Ter um apetite insaciável por mais é o que leva muitas pessoas a ruína, seja no trabalho, no cassino ou nos investimentos. Isso conduz ao sofrimento diário e a um ponto de arrependimento no futuro. É como correr atrás do vento. Por isso é tão importante ter em vista um ponto de saciedade, de equilíbrio, para sua vida financeira.

Quanto é o suficiente?

Compreenda que suficiente não é pouco e pode variar muito de pessoa pra pessoa. Para encontrar o quanto é suficiente para você, pense o seguinte: Quanto seria sua renda ideal, aquele valor que atenderia às suas principais necessidades e com uma pequena folga?

Suponha que sejam R$5.000 por mês. Entre na calculadora de seu celular e divida esse valor por 0,5% (ou multiplique por 200, dá no mesmo!). Em nosso exemplo, o resultado seria R$ 1 milhão. Simples assim, esse é o valor do investimento mínimo que você precisa construir ao longo de sua vida para ter segurança financeira, uma renda mensal permanente, que pode mantê-lo bem nos mais diversos cenários.

E como construir o suficiente ao longo da vida?

A resposta é planejamento. Tempo é a parte mais relevante da equação de juros compostos, é o fator exponencial. Quanto mais tempo se tem, menos esforço é necessário. Para acumular o primeiro milhão, ganhando R$5.000 por mês, em 15 anos seria necessário investir mensalmente quase 70% da renda, em 30 anos cerca de 20%, em 40 anos apenas 10%.

Tabela: Quanto preciso investir por mês para chegar ao primeiro milhão?

No livro Psicologia Financeira, de Morgan Housel, há um dado muito interessante. Em 2021 o patrimônio líquido de Warren Buffett era de 84,5 bilhões de dólares. Desse total, 84,2 bilhões (99,7%) foram ganhos depois de ele completar 50 anos. E 81,5 bilhões (96,4%)vieram na casa dos 60. Hoje ele tem 91 anos de idade e, em consulta recente à Forbes seu patrimônio já acumula 114 bilhões de dólares. É muito além do suficiente.

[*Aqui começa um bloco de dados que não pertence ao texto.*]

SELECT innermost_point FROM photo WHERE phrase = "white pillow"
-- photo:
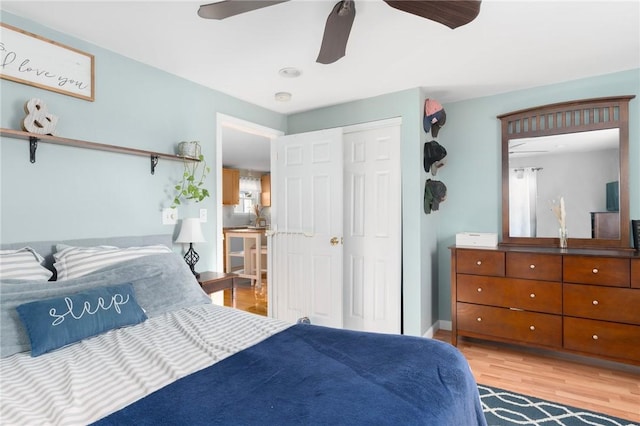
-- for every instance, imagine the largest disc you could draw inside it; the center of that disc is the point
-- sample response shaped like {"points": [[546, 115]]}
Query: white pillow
{"points": [[73, 262], [23, 264]]}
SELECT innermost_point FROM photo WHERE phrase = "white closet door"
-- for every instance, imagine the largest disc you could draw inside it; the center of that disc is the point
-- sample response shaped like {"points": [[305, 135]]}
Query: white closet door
{"points": [[372, 230], [307, 211]]}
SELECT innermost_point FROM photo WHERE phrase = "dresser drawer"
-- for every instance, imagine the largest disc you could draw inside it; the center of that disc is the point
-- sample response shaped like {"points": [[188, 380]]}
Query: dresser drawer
{"points": [[602, 338], [605, 271], [534, 266], [520, 326], [480, 262], [605, 303], [530, 295], [635, 273]]}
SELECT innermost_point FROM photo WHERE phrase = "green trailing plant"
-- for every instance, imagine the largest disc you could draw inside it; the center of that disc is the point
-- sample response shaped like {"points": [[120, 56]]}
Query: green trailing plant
{"points": [[191, 187]]}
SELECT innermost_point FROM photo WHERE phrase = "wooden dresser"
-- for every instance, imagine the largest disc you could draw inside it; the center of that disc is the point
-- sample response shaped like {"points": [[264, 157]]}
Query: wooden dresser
{"points": [[575, 300]]}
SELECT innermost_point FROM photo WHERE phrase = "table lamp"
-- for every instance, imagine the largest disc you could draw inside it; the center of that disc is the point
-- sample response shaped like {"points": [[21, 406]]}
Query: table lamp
{"points": [[191, 232]]}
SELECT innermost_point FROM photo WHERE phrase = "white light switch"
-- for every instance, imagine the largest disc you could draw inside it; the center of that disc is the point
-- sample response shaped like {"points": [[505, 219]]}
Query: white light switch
{"points": [[169, 216]]}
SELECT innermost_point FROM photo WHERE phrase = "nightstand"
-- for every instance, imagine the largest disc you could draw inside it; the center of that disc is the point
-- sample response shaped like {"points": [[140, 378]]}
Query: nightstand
{"points": [[216, 281]]}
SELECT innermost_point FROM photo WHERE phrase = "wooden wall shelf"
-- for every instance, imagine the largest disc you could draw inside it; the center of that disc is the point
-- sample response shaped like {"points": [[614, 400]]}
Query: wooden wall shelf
{"points": [[35, 138]]}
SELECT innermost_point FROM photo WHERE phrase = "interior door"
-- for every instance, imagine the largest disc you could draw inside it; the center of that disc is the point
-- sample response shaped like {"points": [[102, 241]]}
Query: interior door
{"points": [[372, 230], [306, 236]]}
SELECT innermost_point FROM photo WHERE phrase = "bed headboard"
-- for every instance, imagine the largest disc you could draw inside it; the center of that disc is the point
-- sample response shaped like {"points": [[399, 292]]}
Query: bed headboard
{"points": [[47, 248]]}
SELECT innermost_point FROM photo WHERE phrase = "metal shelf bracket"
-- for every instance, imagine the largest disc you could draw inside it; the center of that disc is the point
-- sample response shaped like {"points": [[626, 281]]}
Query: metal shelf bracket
{"points": [[33, 146], [154, 163]]}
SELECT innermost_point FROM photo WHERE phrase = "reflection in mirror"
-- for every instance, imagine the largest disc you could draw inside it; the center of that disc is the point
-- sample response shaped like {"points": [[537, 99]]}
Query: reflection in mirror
{"points": [[577, 150], [583, 168]]}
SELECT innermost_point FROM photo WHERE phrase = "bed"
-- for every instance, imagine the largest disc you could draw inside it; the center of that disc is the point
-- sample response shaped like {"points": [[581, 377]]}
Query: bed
{"points": [[182, 360]]}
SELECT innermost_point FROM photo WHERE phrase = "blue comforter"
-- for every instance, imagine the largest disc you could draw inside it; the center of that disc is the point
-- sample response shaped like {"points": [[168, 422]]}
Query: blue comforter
{"points": [[309, 374]]}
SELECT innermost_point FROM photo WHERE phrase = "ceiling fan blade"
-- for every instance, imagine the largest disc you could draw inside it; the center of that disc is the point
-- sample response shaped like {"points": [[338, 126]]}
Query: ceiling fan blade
{"points": [[452, 13], [336, 32], [228, 8]]}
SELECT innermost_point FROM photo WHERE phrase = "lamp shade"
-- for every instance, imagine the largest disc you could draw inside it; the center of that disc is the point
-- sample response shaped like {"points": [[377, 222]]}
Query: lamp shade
{"points": [[190, 232]]}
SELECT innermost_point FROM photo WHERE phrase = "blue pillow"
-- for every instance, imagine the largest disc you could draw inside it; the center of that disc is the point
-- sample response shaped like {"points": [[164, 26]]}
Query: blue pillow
{"points": [[54, 323]]}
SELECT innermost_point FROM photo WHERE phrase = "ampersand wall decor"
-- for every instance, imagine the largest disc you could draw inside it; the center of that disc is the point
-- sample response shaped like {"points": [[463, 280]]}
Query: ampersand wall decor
{"points": [[38, 119]]}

Você não precisa ser ganancioso, apenas ambicioso. Com ambição, livre iniciativa,ética e planejamento,é totalmente possível alcançar seu ponto de equilíbrio. O que prego é que com pouco esforço, ao longo de bastante tempo,você chegue no ponto de saciedade e desfrute de uma vida repleta de paz ao longo do caminho. Sem stress, sem desespero, sem pressa.

* Esta coluna tem caráter opinativo e não reflete o posicionamento do grupo.